Question

A light of wavelength \(320 \mathrm{~nm}\) enters in a medium of refractive index \(1.6\) from the air of refractive index \(1.0\). The new wavelength of light in the medium will be \(\mathrm{nm}\). (A) 520 (B) 400 (C) 320 (D) 200

Short answer

The new wavelength of light in the medium is \(200 \mathrm{~nm}\) (option D).

Step-by-step solution

Identifying the formula

We will use the formula that relates the speed of light, refractive index, and wavelength of light in two different media: \(n_1 * \lambda_1 = n_2 * \lambda_2\) where, \(n_1\) and \(n_2\) are the refractive indices of the air and medium, respectively, \(\lambda_1\) and \(\lambda_2\) are the wavelengths of light in the air and medium, respectively. Our goal is to find \(\lambda_2\).

Substitute the given values

We are given the values \(n_1 = 1.0\), \(n_2 = 1.6\), and \(\lambda_1 = 320 \mathrm{~nm}\). Plug them into the formula: \(1.0 * 320 \mathrm{~nm} = 1.6 * \lambda_2\)

Solve for the new wavelength \(\lambda_2\)

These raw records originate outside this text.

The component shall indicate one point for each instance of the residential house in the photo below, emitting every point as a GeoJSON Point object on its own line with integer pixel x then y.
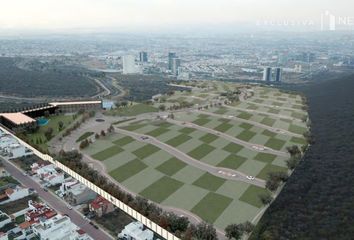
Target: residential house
{"type": "Point", "coordinates": [13, 194]}
{"type": "Point", "coordinates": [136, 231]}
{"type": "Point", "coordinates": [101, 206]}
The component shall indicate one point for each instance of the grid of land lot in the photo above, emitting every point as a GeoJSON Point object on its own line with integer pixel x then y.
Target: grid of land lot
{"type": "Point", "coordinates": [243, 131]}
{"type": "Point", "coordinates": [164, 179]}
{"type": "Point", "coordinates": [155, 174]}
{"type": "Point", "coordinates": [211, 149]}
{"type": "Point", "coordinates": [297, 127]}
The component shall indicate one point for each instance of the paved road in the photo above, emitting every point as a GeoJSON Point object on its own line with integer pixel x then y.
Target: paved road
{"type": "Point", "coordinates": [251, 146]}
{"type": "Point", "coordinates": [56, 203]}
{"type": "Point", "coordinates": [219, 172]}
{"type": "Point", "coordinates": [272, 129]}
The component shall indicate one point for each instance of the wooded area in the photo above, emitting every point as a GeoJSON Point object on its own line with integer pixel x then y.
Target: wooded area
{"type": "Point", "coordinates": [41, 80]}
{"type": "Point", "coordinates": [318, 200]}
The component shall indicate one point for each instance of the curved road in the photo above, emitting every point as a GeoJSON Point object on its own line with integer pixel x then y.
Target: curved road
{"type": "Point", "coordinates": [219, 172]}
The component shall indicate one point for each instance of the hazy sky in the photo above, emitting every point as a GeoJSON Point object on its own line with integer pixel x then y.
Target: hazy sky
{"type": "Point", "coordinates": [143, 14]}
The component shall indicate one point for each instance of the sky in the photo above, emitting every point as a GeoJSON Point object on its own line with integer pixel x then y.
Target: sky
{"type": "Point", "coordinates": [161, 14]}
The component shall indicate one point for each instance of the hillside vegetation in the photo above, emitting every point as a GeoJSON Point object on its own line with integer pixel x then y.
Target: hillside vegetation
{"type": "Point", "coordinates": [318, 200]}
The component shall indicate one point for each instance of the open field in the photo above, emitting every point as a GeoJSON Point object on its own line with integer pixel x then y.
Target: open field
{"type": "Point", "coordinates": [39, 137]}
{"type": "Point", "coordinates": [249, 135]}
{"type": "Point", "coordinates": [132, 110]}
{"type": "Point", "coordinates": [209, 148]}
{"type": "Point", "coordinates": [156, 175]}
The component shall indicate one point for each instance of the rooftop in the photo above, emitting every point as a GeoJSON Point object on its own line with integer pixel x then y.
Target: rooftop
{"type": "Point", "coordinates": [74, 103]}
{"type": "Point", "coordinates": [18, 118]}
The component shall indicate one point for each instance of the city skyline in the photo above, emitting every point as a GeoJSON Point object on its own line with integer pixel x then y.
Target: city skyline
{"type": "Point", "coordinates": [164, 15]}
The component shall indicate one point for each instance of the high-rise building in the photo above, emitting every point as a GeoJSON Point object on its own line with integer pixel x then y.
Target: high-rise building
{"type": "Point", "coordinates": [143, 57]}
{"type": "Point", "coordinates": [267, 74]}
{"type": "Point", "coordinates": [176, 63]}
{"type": "Point", "coordinates": [129, 66]}
{"type": "Point", "coordinates": [171, 56]}
{"type": "Point", "coordinates": [277, 73]}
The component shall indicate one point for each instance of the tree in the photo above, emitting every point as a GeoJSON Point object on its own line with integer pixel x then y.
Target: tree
{"type": "Point", "coordinates": [233, 231]}
{"type": "Point", "coordinates": [265, 198]}
{"type": "Point", "coordinates": [46, 114]}
{"type": "Point", "coordinates": [294, 150]}
{"type": "Point", "coordinates": [84, 144]}
{"type": "Point", "coordinates": [292, 162]}
{"type": "Point", "coordinates": [110, 129]}
{"type": "Point", "coordinates": [162, 107]}
{"type": "Point", "coordinates": [60, 125]}
{"type": "Point", "coordinates": [178, 223]}
{"type": "Point", "coordinates": [205, 231]}
{"type": "Point", "coordinates": [272, 184]}
{"type": "Point", "coordinates": [247, 227]}
{"type": "Point", "coordinates": [103, 133]}
{"type": "Point", "coordinates": [48, 133]}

Now, solve for \(\lambda_2\): \(\lambda_2 = \frac{1.0 * 320 \mathrm{~nm}}{1.6}\) \(\lambda_2 = \frac{320 \mathrm{~nm}}{1.6}\) \(\lambda_2 = 200 \mathrm{~nm}\)

Choose the correct option

From the calculation, we found the new wavelength of light in the medium to be \(200 \mathrm{~nm}\). So, the correct answer is option (D).